July 30, 2004

Beating a Dead . . .


From the Democratic Leadership Council:
Is Michael Moore a courageous political documentarist who unmasks the chicanery all around us -- or just a charlatan in a clown suit? Is he an entertainment genius or a dangerous ideologue? The answer, of course, is all of the above. The problem is that you never know which of the four is doing the talking in Moore's movies and books. The end result is that the writer-filmmaker spreads a fog of misbegotten notions about America, politics, business, and international affairs among his youthful, left-leaning following at home and, indeed, around the world. Uninformed readers and viewers tend to believe everything he says.

In his latest book, Dude, Where's My Country?, for example, Moore peddles the absurd notion that terrorists are not really out to get us -- they're practically figments of our imaginations. Except, he adds, the terrorists who are right here at home, in our corporate and political midst. They are the "leaders seeking to terrorize us" and the "corporate mujahadeen" that run America, he writes.
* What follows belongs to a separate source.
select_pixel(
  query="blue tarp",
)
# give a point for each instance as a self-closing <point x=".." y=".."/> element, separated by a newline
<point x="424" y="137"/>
Furthermore, globalization -- tee shirts from China? data processing from India? -- is the main cause of terrorism.

These are just a few of the wacky ideas that spring from the fevered mind of Moore. Mixed with truisms, half-truths, and occasional truths, Moore's fulminations are a frothy brew of alarmist conspiracy theories and anti-American rhetoric. They are part of a new entertainment form pioneered by the likes of Rush Limbaugh, refined by such imitators as Ann Coulter and Bill O'Reilly, then carried to comedic proportions by left-leaning Al Franken.
Who Can Really Say doesn't know what to say. Am I beating a dead Moore horse?